Hay Little Bit shows up big in Merrillville Stakes
Hay Little Bit and jockey Andres Ulloa had a lot of horsepower to dish out in the stretch run in the 24th running of the $100,000-added Merrillville Stakes, taking home the top spot Wednesday, Sept. 12 at Indiana Grand. Although she’s been close in several stakes, including a second place finish in the 2017 Merrillville Stakes, the victory was the first stakes win for the six-year-old Indiana sired mare.
Hay Little Bit came into the race with a tall task, drawing the extreme outside post 11 in the six furlong race. With little early speed, Ulloa had no choice but to move over behind the pack in the early stages as Ever Wonder and Santo Sanjur and Carmalley Chrome and Rodney Prescott moved out to challenge each other for the lead. Whistle Stop and Marcelino Pedroza also showed early speed to stay close with a plan of attack later in the race.
Around the turn, the field began to bunch up and fan out across the track hoping to catch the leader as Whistle Stop took over at the head of the lane. Sweet N Wicked and Perry Ouzts moved up on the outside and it appeared to be anyone’s race. As the focus turned toward Whistle Stop and Sweet N Wicked, Ulloa began to shoot up the inside, passing two walls of horses along the rail and using a late surge to move past the leaders, scoring the win by three-quarters of a length over Whistle Stop. Sweet N Wicked rounded out the trifecta in the sprint clocked in 1:09.87.
“I saw the rail was clear and started asking her to move,” said Ulloa. “She passed through and never stopped. She has a big heart.”
Hay Little Bit surprised the betting public, paying $28.20, $10.60 and $6.40 across the board.

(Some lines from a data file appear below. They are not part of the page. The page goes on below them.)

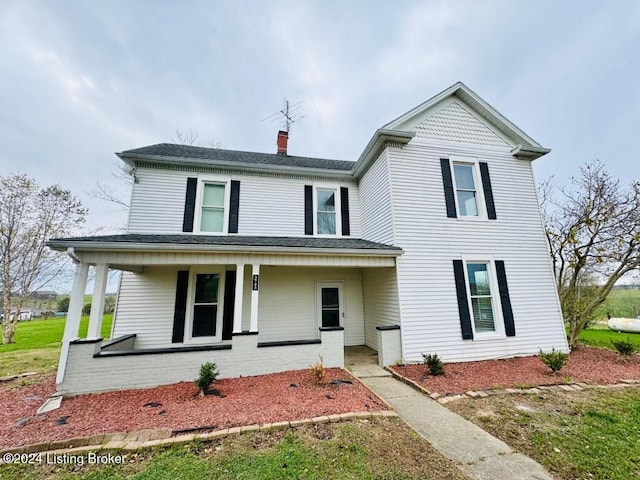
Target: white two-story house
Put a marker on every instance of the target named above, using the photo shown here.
(431, 242)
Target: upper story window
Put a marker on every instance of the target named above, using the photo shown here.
(212, 209)
(480, 296)
(326, 215)
(466, 193)
(467, 188)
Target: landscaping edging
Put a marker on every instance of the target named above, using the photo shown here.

No one was more surprised than her connections who brought the excitement level up a few notches on their way to the winner’s circle.

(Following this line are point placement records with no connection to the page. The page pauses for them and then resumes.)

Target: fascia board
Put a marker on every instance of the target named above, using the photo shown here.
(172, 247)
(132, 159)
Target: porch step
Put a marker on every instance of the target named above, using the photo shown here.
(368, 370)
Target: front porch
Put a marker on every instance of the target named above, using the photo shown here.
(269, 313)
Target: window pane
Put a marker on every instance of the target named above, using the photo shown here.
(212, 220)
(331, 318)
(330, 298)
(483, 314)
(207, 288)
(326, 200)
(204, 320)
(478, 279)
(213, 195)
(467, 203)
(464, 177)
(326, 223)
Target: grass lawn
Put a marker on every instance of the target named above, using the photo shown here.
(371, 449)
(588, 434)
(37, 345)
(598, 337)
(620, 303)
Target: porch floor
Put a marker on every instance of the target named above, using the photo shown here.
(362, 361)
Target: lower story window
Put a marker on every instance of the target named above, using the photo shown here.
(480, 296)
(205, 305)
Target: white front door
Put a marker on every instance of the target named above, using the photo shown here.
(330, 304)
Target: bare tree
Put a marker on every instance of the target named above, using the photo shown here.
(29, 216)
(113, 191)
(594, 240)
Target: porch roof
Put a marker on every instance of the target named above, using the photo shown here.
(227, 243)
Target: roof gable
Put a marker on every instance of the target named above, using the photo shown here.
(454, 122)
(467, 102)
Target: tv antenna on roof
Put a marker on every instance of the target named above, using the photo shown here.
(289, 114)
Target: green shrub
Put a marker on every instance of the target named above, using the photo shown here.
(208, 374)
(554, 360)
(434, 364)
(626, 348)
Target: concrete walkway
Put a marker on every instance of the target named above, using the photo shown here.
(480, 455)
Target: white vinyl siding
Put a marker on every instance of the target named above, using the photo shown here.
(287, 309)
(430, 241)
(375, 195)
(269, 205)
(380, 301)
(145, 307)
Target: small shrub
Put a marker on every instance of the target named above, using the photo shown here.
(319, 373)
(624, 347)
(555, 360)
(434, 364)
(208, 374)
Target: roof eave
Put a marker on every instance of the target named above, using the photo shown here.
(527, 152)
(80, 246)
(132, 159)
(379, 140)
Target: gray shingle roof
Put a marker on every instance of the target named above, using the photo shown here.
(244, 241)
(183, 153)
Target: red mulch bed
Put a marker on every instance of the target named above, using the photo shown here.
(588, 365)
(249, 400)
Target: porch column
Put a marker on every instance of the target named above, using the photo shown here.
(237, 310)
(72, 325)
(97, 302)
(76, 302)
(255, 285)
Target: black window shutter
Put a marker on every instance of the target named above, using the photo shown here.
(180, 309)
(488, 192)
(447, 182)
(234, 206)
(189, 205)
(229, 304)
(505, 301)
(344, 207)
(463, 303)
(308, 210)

“She (Hay Little Bit) hates the inside, and when I saw Andy (Ulloa) move her up the rail, I thought ‘oh no’ but she kept going,” said trainer Barbara McBride. “That is unusual for her. She doesn’t like to be around other horses and she likes the outside. We couldn’t believe it.”

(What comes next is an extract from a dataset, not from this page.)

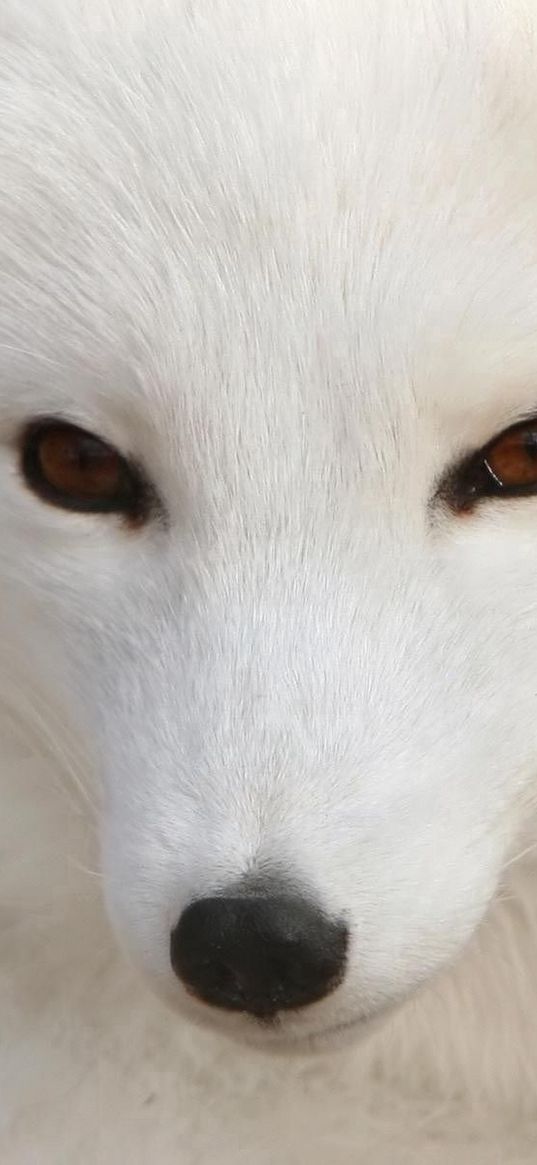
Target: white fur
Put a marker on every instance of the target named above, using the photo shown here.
(284, 256)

Hay Little Bit earned her seventh win in her 36th outing. She has been with the McBride barn for the past four years, but her time in the barn has not been without its challenges.
“She is difficult to deal with and is mean,” said McBride. “She is difficult to saddle, she’s difficult in the barn and she’s difficult on the track. She likes to kick, so we don’t have a gate on her stall, we keep a webbing up. Wendy (Zimmer) gets along with her the best and brings her up to the paddock and my son, Jason, can work with her pretty well too. Andy (Ulloa) gets along with her too. He comes to the barn every morning and gets on her. She dictates what she does. If she wants to jog, then she jogs. If she wants to gallop, then he will gallop her. I just try to stay out of her way.”
Hay Little Bit has been difficult all of her life. She was bred and raised by Roxanne and Robert Hyden of Galveston, Ind., which is in the north central part of the state. The Hydens are both retired from the GM plant in Kokomo, Ind. and now enjoy raising and racing horses from their small farm, which includes 10 horses.
“We have a couple of foals from this mare (Shadow Vale) coming up,” said Robert, who is the owner of Hay Little Bit. “We have a yearling and her three-year-old brother BR Cooper, who just started racing. I have to say Barb (McBride) has done a great job with this mare. She’s always been tough. She’s had her since she was two and she is the best trainer an owner could have.”
The entire team behind Hay Little Bit was elated with the win, including Ulloa, whose arm went up into the air once he crossed the wire. In addition to his hard work with Hay Little Bit paying off, it also marked his first career stakes win in the United States.
The Merrillville Stakes has a rich history in the state of Indiana. It is one of only three stakes left from the inaugural season of pari-mutuel racing from the 1995 meet at Hoosier Park. The Merrillville Stakes joins the Grade III Indiana Derby as the oldest Thoroughbred stakes race in the state, followed by the Grade III Indiana Oaks, which also began in 1995 but took a one-year hiatus in 2009. All three stakes were moved to Indiana Grand in 2013 when Thoroughbred and Quarter Horse racing was moved exclusively to Indiana Grand.